河村智洋 (チャイルド・リサーチ・ネット 外部研究員)

2007年3月 2日掲載

要旨:

家庭のメディア環境が急速に変わっている。この変化は、大人の世代にとってはアナログのデジタルへの置き換えでしかない。しかし、子ども達にとってはデジタルが最初に出会うメディアになっており、このことが、新しいメディアの利用の仕方に大きな影響を与えていると著者は考えている。大人は、それをアナログ時代の代替として使っていくが、最初からデジタルを使っている子ども達は、デジタルにより適応した形で使っていく。この違いは、アナログ世代の大人とデジタル世代の子どもとのメディア利用に大きな違いをもたらしていると考える。
アナログ世代の大人とデジタル世代の子どもとのメディア利用

家庭のメディア環境が急速に変わっている。ブロードバンドのインターネットが家庭に急速に普及したことは既にいわれているが、それ以外にも大きく変化していることがある。一つはハイビジョンテレビの普及が始まったことだ。本格的な普及期への突入は20%を超えてからと言われているが、薄型テレビの家庭普及率が2006年3月現在で19.8%(内閣府「消費動向調査」)になり、普及期に入ったといえよう。また、2011年にアナログ放送が終了し、デジタル放送への移行が決定されていることもあり、地上波デジタル放送に対応したハイビジョンテレビ、つまり液晶テレビやプラズマと呼ばれる薄型テレビが家庭に入り始めた。近年、オリンピックやサッカーのワールドカップが行われたことも、その普及に拍車をかけた。つまり、ハイビジョンで美しい映像を見ることが家庭において当たり前になりつつあるといえよう。これらに付随して、テープ媒体から大容量のハードディスクを搭載したデジタル録画へと、映像を録画する装置も変わりつつある。もう一つの変化は、家庭における映像媒体のデジタル化である。多くの家庭でデジタルカメラが利用されるようになった。そして、それを家庭のプリンターで印刷するという写真の利用そのものが変化している。従来は、静止画のデジタル化だったが、最近では映像もデジタル化されてきている。Hi8といわれるテープ媒体からDVD、ハードディスク、メモリーでの録画に変わってきている。

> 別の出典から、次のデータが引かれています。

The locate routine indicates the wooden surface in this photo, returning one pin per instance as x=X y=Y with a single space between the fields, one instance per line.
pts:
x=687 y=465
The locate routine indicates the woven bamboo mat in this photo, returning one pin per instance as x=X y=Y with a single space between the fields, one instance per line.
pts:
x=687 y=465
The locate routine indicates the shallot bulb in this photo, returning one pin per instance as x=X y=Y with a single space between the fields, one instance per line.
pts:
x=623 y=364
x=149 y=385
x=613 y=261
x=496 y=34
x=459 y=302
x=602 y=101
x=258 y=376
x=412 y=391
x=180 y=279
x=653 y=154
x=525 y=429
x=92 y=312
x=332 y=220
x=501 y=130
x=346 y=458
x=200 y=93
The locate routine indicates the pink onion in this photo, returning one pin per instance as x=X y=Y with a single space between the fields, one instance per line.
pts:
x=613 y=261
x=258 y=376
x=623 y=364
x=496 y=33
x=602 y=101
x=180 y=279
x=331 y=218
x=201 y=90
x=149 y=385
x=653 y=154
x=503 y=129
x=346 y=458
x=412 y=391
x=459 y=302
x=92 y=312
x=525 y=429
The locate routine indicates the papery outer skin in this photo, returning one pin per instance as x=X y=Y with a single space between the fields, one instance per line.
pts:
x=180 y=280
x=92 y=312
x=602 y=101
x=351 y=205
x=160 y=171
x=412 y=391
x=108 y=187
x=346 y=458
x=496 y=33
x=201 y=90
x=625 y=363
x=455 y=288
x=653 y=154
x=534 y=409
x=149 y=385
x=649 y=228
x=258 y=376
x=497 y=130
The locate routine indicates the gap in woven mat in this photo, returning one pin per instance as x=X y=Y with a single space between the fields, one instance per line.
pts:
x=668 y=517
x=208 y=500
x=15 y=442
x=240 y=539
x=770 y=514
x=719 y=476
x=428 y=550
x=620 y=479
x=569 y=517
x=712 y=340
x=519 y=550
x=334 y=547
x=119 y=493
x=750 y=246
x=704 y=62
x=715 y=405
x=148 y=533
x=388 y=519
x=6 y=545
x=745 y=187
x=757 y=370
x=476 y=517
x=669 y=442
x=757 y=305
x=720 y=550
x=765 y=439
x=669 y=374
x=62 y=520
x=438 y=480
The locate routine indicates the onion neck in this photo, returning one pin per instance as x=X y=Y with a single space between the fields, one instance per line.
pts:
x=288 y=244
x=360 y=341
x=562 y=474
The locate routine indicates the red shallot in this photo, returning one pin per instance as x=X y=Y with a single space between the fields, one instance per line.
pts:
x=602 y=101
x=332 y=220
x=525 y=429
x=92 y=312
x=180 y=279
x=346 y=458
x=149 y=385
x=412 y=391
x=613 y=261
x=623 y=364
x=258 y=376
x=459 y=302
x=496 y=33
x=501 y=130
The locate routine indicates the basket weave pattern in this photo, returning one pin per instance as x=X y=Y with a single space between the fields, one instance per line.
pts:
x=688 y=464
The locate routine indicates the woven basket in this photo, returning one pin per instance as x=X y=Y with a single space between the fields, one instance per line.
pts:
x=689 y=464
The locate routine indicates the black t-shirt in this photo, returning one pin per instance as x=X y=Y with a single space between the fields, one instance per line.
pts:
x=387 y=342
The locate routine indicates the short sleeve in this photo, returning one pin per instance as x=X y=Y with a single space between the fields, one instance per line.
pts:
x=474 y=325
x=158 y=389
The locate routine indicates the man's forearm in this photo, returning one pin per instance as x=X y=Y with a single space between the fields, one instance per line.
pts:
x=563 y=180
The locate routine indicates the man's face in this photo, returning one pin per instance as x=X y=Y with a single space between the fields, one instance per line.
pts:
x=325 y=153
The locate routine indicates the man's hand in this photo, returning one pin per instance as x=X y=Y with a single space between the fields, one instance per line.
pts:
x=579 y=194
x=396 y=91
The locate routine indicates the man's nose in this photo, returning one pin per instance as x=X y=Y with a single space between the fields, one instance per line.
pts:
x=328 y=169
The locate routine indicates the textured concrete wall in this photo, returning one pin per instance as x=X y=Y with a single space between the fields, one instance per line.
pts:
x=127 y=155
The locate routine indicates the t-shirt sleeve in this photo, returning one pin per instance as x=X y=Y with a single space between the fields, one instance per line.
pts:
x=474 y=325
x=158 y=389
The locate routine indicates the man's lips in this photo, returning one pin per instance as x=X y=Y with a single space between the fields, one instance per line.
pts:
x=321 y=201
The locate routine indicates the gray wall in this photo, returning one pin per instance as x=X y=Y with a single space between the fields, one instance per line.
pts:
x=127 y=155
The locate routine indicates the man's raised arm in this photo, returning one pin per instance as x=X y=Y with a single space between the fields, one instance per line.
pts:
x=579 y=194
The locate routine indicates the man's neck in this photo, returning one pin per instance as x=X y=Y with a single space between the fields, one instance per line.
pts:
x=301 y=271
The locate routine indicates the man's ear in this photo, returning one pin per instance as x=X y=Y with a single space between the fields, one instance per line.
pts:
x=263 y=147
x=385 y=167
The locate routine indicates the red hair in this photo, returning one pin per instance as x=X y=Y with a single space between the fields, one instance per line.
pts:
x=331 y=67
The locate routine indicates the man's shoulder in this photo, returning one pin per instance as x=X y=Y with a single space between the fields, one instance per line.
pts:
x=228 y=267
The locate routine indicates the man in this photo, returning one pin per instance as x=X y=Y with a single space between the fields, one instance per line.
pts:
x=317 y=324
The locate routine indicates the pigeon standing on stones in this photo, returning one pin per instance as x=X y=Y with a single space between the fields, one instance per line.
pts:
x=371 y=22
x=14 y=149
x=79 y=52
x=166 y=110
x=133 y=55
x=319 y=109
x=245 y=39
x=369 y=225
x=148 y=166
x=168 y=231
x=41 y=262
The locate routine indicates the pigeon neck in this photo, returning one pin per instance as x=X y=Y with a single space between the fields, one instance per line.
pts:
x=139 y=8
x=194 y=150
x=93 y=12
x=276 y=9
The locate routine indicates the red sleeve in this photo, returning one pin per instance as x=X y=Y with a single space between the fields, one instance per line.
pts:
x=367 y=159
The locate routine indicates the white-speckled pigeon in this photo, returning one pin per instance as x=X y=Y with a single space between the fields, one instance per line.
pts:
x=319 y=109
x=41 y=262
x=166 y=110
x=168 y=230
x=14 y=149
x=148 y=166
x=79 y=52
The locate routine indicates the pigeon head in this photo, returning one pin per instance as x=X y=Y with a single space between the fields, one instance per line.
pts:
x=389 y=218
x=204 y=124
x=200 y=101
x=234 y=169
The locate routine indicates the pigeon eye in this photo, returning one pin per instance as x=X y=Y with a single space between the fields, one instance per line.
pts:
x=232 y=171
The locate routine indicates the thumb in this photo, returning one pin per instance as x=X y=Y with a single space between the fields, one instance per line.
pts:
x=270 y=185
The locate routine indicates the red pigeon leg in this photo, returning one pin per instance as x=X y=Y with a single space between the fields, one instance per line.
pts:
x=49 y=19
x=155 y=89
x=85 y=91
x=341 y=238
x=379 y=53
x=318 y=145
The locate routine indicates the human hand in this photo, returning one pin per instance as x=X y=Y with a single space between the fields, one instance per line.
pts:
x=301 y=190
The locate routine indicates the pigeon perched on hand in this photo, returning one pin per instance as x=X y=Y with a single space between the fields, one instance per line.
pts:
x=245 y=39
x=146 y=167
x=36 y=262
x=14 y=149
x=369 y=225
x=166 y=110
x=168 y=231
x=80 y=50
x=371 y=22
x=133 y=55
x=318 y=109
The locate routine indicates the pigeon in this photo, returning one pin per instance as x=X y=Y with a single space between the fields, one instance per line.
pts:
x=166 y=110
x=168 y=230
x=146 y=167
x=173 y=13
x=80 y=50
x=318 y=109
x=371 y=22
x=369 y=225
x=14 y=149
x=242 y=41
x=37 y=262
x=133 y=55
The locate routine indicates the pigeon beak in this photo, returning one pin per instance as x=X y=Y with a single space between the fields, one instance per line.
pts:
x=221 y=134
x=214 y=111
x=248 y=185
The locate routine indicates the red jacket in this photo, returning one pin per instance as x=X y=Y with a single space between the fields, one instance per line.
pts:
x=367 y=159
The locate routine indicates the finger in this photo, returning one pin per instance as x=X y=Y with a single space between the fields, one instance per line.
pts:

このような変化は、大人の世代にとってはアナログのデジタルへの置き換えでしかない。しかし、子ども達にとってはデジタルが最初に出会うメディアになっており、このことが、新しいメディアの利用の仕方に大きな影響を与えていると著者は考えている。デジタル化により、使い勝手など様々な部分が大きく変わっている。大人は、それをアナログ時代の代替として使っていくが、最初からデジタルを使っている子ども達は、デジタルにより適応した形で使っていく。この違いは、アナログ世代の大人とデジタル世代の子どもとのメディア利用に大きな違いをもたらしていると考える。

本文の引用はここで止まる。